Bright Before Sunrise(41)



She smiles politely but turns away in dismissal. Turns to me. I take the napkin and use it to wipe the condensation off my cup. The digits blur to black-green starbursts. I’m an idiot. Next I’ll be tearing my shirt and beating my chest.

“Did you want this?” I ask, holding out the sodden, ink-stained mess.

She waves it away and gives me her perfectly imperfect grin. “Not even a little. You can keep it.”





22

Brighton

10:51 P.M.


14 HOURS, 9 MINUTES LEFT


Jonah does a decent job on the toxic pizza, stopping when only one slice remains on the tray. Does he actually like that flavor combination, or did he chose it to prove a point? I decide not to ask since we’re finally having a normal conversation. It’s like seeing his friends reminded him that kindness isn’t fatal.

Granted we’re only talking about college, how we both have no clue what we’ll pick as majors.

“One time, this guy my mom was seeing asked what I wanted to be after high school,” I say as we get back in his car. “I answered, ‘A college student,’ and he thought I was being rude or making fun of him because my answer was so vague. It was a mess; he was insulted and I felt awful.”

Jonah laughs and turns down another side street—a baseball rolls around in his backseat, pinging off something metal each time he turns. This street curves too, more roads and driveways branching off in all directions like a spider’s legs. There’s no logic to these streets, or to the houses either. Duplexes, capes, saltboxes, and a condo complex all share the same street. One house has a sign advertising a beauty salon out front. Two streets later there’s a house with a yard crammed full of bright plastic slides and toys. Maybe it’s actually a day care center? Some yards are landscaped and tidy, others have peeling paint and out-of-control weeds. We pass a building with plywood on the front windows. The houses are placed at random—some close to the street, others down long driveways. It’s like a giant opened his fist and sprinkled buildings—new, old, large, small—all over the landscape. It makes me uncomfortable—and the fact that I’m uncomfortable makes me more uncomfortable.

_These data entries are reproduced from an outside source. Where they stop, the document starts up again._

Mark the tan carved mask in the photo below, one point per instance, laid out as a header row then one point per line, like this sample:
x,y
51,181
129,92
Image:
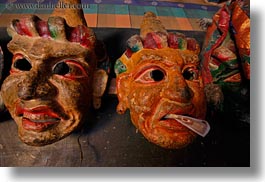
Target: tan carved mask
x,y
159,81
50,86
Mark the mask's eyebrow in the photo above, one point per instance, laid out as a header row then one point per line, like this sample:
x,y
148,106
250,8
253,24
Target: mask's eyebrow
x,y
39,48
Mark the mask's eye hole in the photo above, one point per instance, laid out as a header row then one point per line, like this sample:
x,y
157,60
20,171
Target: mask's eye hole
x,y
191,73
61,69
20,63
157,75
150,75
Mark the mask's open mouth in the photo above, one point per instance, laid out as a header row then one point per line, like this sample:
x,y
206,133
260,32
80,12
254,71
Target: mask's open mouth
x,y
199,126
38,119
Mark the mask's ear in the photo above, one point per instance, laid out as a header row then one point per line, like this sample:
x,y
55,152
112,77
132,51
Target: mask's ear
x,y
123,88
99,86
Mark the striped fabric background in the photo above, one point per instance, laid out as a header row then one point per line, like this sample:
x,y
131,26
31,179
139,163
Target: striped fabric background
x,y
175,15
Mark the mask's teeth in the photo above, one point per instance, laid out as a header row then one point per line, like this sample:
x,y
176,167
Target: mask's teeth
x,y
199,126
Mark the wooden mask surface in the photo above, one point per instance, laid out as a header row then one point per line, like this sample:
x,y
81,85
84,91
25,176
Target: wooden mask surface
x,y
50,86
158,76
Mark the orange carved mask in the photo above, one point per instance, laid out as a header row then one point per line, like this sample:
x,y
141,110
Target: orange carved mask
x,y
159,81
50,86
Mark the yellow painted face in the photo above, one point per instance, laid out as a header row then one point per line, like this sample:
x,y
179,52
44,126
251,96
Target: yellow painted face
x,y
50,87
155,82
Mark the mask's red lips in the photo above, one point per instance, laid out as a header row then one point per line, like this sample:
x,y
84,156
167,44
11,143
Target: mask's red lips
x,y
38,118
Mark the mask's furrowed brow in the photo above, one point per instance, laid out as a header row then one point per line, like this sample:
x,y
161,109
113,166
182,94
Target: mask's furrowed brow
x,y
40,48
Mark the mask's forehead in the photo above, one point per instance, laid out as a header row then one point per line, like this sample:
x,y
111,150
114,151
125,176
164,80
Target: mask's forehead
x,y
43,48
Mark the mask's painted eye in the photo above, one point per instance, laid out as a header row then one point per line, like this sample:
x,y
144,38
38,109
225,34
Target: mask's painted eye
x,y
191,73
151,75
20,63
69,69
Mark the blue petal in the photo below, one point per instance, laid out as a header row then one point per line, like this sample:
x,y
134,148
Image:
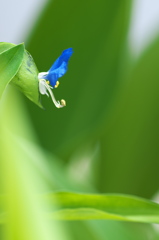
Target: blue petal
x,y
59,67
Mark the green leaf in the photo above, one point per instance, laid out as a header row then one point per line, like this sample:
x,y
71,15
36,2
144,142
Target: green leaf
x,y
10,62
74,206
26,79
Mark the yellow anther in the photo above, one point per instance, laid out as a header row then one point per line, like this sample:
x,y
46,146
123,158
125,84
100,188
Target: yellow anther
x,y
57,84
63,102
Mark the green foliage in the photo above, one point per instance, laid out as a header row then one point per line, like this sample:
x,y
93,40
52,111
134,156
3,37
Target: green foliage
x,y
21,72
11,61
105,140
74,206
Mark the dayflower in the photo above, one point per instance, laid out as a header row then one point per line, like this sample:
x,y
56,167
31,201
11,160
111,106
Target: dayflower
x,y
49,80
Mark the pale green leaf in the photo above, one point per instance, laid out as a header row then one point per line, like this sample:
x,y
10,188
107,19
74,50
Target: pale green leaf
x,y
10,62
74,206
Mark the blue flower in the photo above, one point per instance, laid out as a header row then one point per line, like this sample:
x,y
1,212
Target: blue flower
x,y
49,80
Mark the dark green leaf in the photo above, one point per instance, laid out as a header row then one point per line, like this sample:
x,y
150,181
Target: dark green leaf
x,y
10,62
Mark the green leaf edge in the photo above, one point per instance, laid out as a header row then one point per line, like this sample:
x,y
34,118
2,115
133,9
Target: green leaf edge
x,y
76,206
16,46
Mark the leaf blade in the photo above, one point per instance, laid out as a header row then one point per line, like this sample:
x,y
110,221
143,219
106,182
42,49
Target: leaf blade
x,y
10,62
74,206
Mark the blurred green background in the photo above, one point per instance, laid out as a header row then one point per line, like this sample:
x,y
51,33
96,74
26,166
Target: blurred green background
x,y
106,139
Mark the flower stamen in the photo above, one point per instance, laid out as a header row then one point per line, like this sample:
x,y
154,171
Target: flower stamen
x,y
44,87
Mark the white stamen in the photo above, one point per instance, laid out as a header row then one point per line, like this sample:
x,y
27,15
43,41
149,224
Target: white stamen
x,y
44,87
42,75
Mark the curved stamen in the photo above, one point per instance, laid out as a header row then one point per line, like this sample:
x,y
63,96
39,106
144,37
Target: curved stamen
x,y
43,83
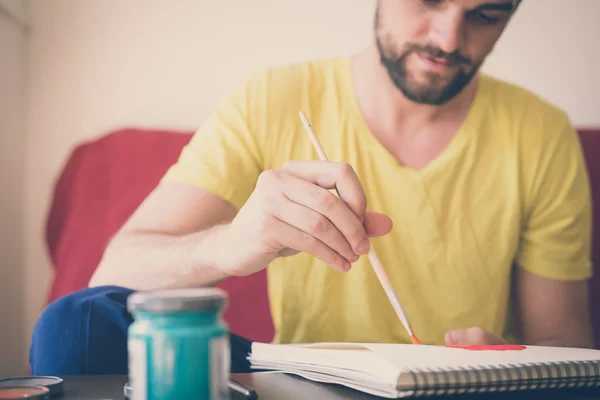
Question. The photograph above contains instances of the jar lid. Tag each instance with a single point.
(178, 300)
(25, 392)
(53, 383)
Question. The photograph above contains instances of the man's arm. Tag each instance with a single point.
(553, 312)
(173, 240)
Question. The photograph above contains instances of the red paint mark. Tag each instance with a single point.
(495, 347)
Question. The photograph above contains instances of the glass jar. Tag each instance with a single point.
(178, 345)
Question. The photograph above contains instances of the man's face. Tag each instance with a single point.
(433, 48)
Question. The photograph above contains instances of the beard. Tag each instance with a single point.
(431, 87)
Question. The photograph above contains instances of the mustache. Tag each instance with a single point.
(435, 52)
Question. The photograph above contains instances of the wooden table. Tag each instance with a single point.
(275, 387)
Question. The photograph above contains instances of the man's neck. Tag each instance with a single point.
(389, 113)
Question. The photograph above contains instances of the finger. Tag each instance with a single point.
(313, 223)
(333, 175)
(288, 236)
(377, 224)
(325, 203)
(472, 336)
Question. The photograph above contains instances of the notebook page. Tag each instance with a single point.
(409, 357)
(340, 359)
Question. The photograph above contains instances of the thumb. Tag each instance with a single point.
(377, 224)
(472, 336)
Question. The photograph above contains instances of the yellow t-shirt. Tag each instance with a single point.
(511, 186)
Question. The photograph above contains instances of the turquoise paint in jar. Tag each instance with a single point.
(178, 345)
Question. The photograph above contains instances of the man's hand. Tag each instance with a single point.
(292, 210)
(474, 336)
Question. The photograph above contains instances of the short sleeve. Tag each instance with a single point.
(224, 155)
(556, 236)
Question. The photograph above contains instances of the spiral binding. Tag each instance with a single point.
(514, 377)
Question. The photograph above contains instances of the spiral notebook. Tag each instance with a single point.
(407, 370)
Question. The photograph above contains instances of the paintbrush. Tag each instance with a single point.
(373, 258)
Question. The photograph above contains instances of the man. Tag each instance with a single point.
(475, 175)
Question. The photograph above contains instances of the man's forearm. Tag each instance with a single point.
(148, 261)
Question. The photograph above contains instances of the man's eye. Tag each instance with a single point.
(481, 17)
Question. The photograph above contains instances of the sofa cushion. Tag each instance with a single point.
(102, 183)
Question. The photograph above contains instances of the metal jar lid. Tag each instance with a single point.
(178, 300)
(54, 384)
(25, 392)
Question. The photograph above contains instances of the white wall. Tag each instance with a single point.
(97, 65)
(13, 51)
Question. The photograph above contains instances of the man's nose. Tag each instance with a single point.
(447, 31)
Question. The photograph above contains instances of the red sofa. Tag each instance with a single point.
(105, 179)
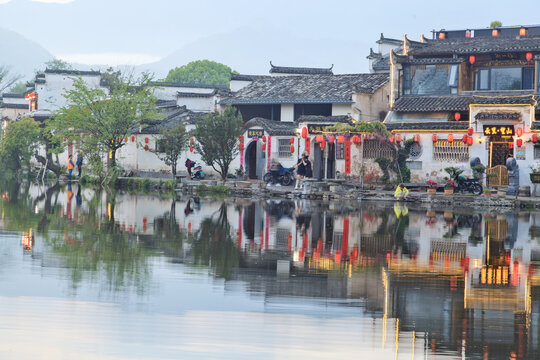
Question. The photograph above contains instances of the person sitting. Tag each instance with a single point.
(401, 192)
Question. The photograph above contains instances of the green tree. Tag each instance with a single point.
(99, 120)
(172, 143)
(201, 72)
(217, 139)
(20, 140)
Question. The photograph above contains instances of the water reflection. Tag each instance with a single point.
(409, 282)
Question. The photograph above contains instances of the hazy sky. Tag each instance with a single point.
(139, 31)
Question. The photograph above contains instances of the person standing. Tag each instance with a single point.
(79, 164)
(70, 167)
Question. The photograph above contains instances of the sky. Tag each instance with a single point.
(143, 31)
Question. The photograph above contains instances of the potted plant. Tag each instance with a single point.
(449, 187)
(432, 187)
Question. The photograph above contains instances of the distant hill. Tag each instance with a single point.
(23, 55)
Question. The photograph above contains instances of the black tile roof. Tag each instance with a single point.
(454, 102)
(428, 125)
(300, 70)
(306, 89)
(480, 45)
(273, 127)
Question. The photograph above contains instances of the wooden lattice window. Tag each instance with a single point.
(455, 151)
(374, 149)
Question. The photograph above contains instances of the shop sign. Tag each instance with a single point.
(520, 153)
(255, 133)
(503, 130)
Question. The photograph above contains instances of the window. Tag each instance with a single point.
(455, 151)
(284, 148)
(504, 78)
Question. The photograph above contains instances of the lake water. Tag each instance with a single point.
(90, 275)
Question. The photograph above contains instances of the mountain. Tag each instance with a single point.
(250, 52)
(24, 56)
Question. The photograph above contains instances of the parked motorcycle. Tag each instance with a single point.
(279, 175)
(463, 184)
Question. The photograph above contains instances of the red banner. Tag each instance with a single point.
(348, 156)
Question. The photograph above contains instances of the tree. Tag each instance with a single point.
(172, 143)
(20, 140)
(217, 136)
(99, 120)
(201, 72)
(7, 78)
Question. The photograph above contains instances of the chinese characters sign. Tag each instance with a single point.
(503, 130)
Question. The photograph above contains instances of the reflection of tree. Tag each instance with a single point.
(214, 245)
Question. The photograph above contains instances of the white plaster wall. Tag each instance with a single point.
(287, 112)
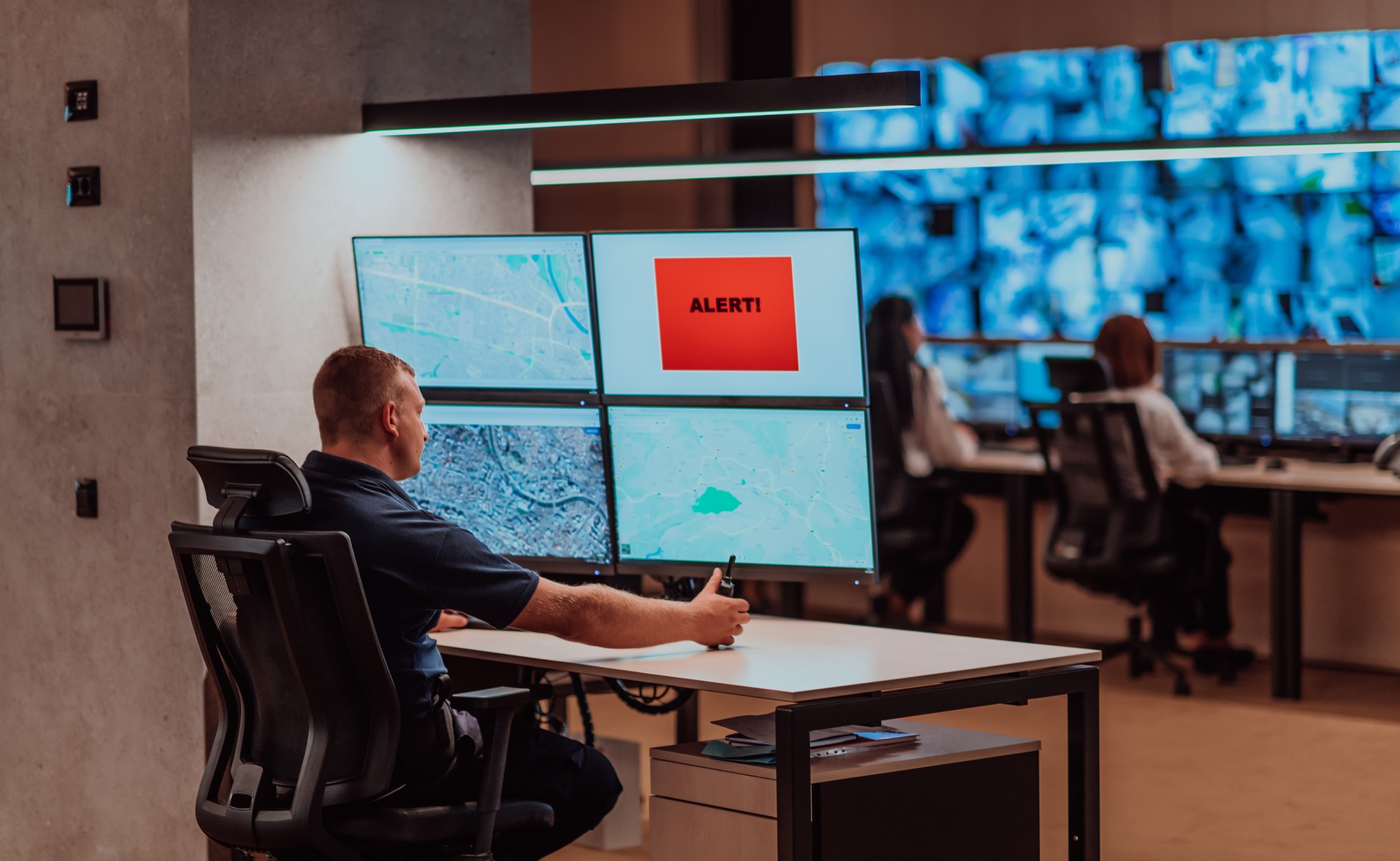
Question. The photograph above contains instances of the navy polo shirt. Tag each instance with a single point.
(412, 564)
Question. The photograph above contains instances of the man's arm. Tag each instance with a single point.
(598, 615)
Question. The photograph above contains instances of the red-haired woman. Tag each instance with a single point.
(1202, 609)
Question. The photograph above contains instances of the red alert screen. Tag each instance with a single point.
(727, 314)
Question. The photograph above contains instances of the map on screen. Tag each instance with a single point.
(481, 311)
(779, 488)
(528, 482)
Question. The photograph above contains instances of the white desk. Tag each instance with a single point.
(1284, 486)
(843, 674)
(788, 660)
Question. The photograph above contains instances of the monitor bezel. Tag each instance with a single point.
(756, 572)
(503, 394)
(1228, 348)
(654, 400)
(564, 564)
(1334, 441)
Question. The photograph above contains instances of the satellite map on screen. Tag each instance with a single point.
(525, 480)
(783, 488)
(481, 311)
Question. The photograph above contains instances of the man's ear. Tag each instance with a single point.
(389, 419)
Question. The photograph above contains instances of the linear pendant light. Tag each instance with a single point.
(769, 97)
(790, 165)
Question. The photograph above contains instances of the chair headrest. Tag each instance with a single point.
(1077, 375)
(272, 476)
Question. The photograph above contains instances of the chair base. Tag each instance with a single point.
(1146, 655)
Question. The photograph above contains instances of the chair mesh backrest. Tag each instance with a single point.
(1105, 478)
(273, 706)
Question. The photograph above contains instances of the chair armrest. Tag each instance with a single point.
(490, 699)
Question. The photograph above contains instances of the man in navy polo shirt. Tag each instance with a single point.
(415, 563)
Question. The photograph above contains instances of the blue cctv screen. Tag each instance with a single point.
(1032, 374)
(1266, 248)
(1223, 392)
(1337, 397)
(980, 381)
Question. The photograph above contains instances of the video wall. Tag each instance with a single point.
(637, 402)
(1267, 248)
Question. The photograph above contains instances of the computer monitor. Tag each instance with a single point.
(980, 381)
(481, 313)
(759, 314)
(788, 491)
(1032, 375)
(1223, 394)
(1337, 397)
(526, 480)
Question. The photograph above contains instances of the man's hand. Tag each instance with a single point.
(718, 619)
(448, 620)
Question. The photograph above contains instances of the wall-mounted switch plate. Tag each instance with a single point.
(86, 493)
(86, 187)
(79, 101)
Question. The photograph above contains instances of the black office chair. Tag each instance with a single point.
(910, 537)
(303, 760)
(1111, 532)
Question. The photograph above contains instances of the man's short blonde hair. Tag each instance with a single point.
(351, 386)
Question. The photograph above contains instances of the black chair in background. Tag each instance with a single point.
(1111, 532)
(913, 515)
(303, 759)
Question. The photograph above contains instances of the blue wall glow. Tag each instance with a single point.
(1263, 248)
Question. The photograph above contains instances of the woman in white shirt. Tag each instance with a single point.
(931, 440)
(1202, 609)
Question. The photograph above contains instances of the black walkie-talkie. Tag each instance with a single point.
(727, 581)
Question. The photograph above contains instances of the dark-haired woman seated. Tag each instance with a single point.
(931, 439)
(1200, 609)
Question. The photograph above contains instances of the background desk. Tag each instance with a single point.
(1286, 488)
(843, 674)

Jonah makes a sharp left turn.

“I don’t know how you can think Cross Pointe is hard to navigate. This is like a maze.”

He shrugs. “But in Cross Pointe everything looks the same. Here, we’ve got landmarks. There’s the park where I had Little League. Back there was the house we all thought was haunted. That stop sign is bent from when I hit it while Carly was trying to teach me to drive stick shift. And that’s the Digginses’ house.”

He pulls over, parking along the grass between two other cars. A long driveway leads back to a small, white two-story house. “We’re here.”

His words trigger my anxiety. I don’t want to unbuckle my seat belt or leave the car, or for him to remove the key from the ignition. “You could go to Cross Pointe parties instead. It’d be a whole lot closer and good for you.”

Jonah’s smile looks suspiciously sneerish, but he’s facing the windshield so I can only see half his face. “Good for me? How do you figure?”

Darn. Now I need an explanation. “Well, it’d be good for you because …” What would my father say? I search for a line from his book. “‘Adapting to change is an important life skill.’ You should embrace the fact that you live in Cross Pointe now and get involved.”

That sounds sufficiently sane and is actually pretty true. Jonah apparently isn’t a loner in Hamilton: the boys at the pizza place were cute and friendly; he has friends who throw parties and a girlfriend. For him to choose isolation now isn’t normal or healthy.

His jaw shifts like he’s grinding his teeth. “I leave for college in a few months, and I’m not coming back. Why bother?”

“Because you’re missing out on things. Aren’t you lonely? Everyone’s really nice.”

He continues staring out the window, the portion of his face I can see folded into disapproval. “They’re nice to you because you’re Brighton Waterford.”

He gets out of the car and I scramble to follow, protesting as I shut my door. “No. They’re just nice people! Do you know that everyone else in the school volunteered at least once this year? Wait, what does that mean? Because I’m me?” This has the flavor of an insult, but I’m not sure why.

He leans back against his car—the blue of his shirt blending with the blue frame in the semidarkness of the road. “Kindness is your social weapon of choice, but it only works because you’ve grown up within the system and it’s what people expect of you. You get to be the ‘nice one’ only because you’ve got everyone trained to think you’re so sweet and innocent.”

“Trained?” I sputter. I can’t even train Never. “That’s not true.”

“Oh yeah? I’ll prove it. Give me your cell phone.”

I hand it to him immediately … then realize I should ask: “Why do you want it?”

“Who’s your best friend?”

“Amelia.”

“Okay, I’m calling her.” He presses the speakerphone button, and the rings echo off the empty street.

“Hey, B! Finally! Where’ve you been? I called you hours ago! Are we still going to Jeremy’s, or do you want to rest up for tomorrow? I thought you’d be home early? How late does this couple stay out? I can’t remember the last time my parents were awake past nine thirty. Not that I’m complaining.”